The duo collided at Turn One whilst fighting for a non-point scoring 13th place, with De Vries having been adjudged to have caused the incident.
Wehrlein was forced into an instant retirement; however, he had the time to blast De Vries over the radio.
“I hope he doesn’t get to F1!” said the furious former Manor and Sauber driver, before calling de Vries a “f***ing idiot”.
De Vries has been rumoured as being a candidate for the Williams Racing seat, and even drove for the team during FP1 at the Spanish Grand Prix. He has also been tipped as Sir Lewis Hamilton’s eventual replacement at Mercedes.
It’s looking increasingly unlikely that the Dutchman will be making his long-awaited switch to F1, with the 27-year-old looking set to sign a deal to race for the new Maserati Formula E Team in 2023.
Maserati are set to take over the current Venturi Racing side, similar to how the Mercedes-EQ team are being replaced by the new McLaren Formula E Team.
Incredibly, the pair collided more than once before they were both forced into retirements.
The German driver told The Race about the first initial incident, where Wehrlein explained he “almost crashed”.
“First of all, in the first incident he moved under braking in Turn 20,” said Wehrlein.
“I had to lock all my tyres and almost crashed and lost one or two positions due to that.”
The Porsche driver’s retirement came a lap later, after De Vries attempted an “over-optimistic” overtake on the Mexico E-Prix winner.
“One lap later I think he took attack mode and the first possible option he tried an over-optimistic move into Turn 1 – sliding completely to the exit of the corner, crashing into my car, braking the suspension, destroying his race with way too late braking so he didn’t really get the corner anymore which isn’t really understandable,” said 27-year-old German.

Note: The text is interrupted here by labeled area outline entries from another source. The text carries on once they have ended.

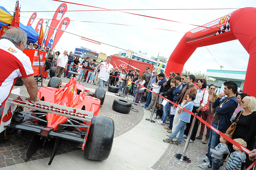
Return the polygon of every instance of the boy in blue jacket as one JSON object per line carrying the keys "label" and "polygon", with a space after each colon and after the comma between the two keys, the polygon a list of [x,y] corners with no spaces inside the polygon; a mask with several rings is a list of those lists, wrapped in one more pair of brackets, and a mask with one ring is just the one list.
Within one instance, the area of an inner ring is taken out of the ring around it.
{"label": "boy in blue jacket", "polygon": [[[191,112],[193,109],[193,101],[196,98],[196,95],[193,93],[189,93],[187,96],[187,100],[184,100],[183,102],[182,103],[181,106],[186,109],[188,110]],[[172,143],[173,144],[178,146],[180,146],[181,144],[181,140],[184,134],[184,131],[185,130],[186,124],[189,123],[190,121],[191,115],[187,112],[182,110],[180,115],[179,119],[180,119],[178,125],[175,128],[175,130],[172,132],[168,138],[163,139],[163,141],[165,143]],[[180,134],[177,141],[173,141],[172,139],[175,137],[179,132]]]}

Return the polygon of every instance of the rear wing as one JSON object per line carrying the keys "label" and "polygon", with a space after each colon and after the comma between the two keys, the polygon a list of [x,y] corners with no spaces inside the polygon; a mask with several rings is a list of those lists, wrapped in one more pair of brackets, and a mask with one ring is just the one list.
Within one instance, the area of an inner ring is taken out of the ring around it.
{"label": "rear wing", "polygon": [[[18,92],[18,93],[19,91]],[[65,116],[88,122],[90,124],[93,113],[41,100],[34,102],[26,100],[26,97],[11,93],[4,107],[0,121],[0,133],[6,129],[5,126],[10,123],[16,106]]]}

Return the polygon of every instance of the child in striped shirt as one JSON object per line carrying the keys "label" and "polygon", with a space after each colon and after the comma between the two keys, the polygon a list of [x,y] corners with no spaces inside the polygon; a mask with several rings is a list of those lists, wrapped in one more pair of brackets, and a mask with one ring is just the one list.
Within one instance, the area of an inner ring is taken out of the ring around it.
{"label": "child in striped shirt", "polygon": [[[234,140],[245,147],[247,146],[246,142],[243,139],[235,139]],[[245,162],[246,158],[245,153],[234,145],[233,145],[233,148],[235,151],[232,152],[229,156],[224,170],[240,170],[242,163]]]}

Whilst Wehrlein pulled-off into a run-off section to retire, De Vries made his way back to the pits but was also forced into retirement due to a cut tyre and suspension damage.
De Vries’ punishment for causing the collision was a pointless five-second penalty, that was awarded after he retired, and two penalty points on his superlicence.
The former Formula E World Champion was accused of not driving to the “standard” of the all-electric series, which celebrated its 100th race at the season finale.
“It’s not the standard of this championship. I mean… these moves!” Wehrlein accused.
“In the end my race was destroyed, his race was destroyed and he got two penalty points for it, licence points.
“It’s quite often the same drivers with over-motivated moves and unfortunately this time I was the victim of him.”
Following on from what the German driver said, De Vries was asked if he’d heard what Wehrlein told the media.
It’s fair to say De Vries wasn’t interested in playing any games with the ex-F1 driver, after saying that he “didn’t hear what he said”.
“What can I say? Everyone is allowed to say what they want to say. Everyone is making a big deal of it but I don’t know.”
De Vries’ retirement from the season finale summed up a year where he was consistently beaten by team-mate Stoffel Vandoorne, who won the season eight Formula E World Championship in the final race of the season.
As well as this, Mercedes-EQ won the Constructors’ crown for the second consecutive season, sealing the perfect goodbye to the championship.
The Dutch driver was “super, super glad for the team” and for Vandoorne, “who did an amazing and very consistent season”.
It was clear De Vries was feeling subdued, with him admitting that he was feeling “disappointed in my own season” after finishing ninth in the Drivers’ Championship.
“It’s not always obvious from the outside, but it just became a bit of a snowball effect,” said de Vries.
“There were so many little things that always kind of set in our way.
“They were just enough to kind of prevent us from executing consistent points, and then sometimes we took the big ones [wins in Diriyah and Berlin].
“But ultimately, yeah, on my side of the garage, we just didn’t really find our way and then we were on the backfoot, and it was just a snowball effect.”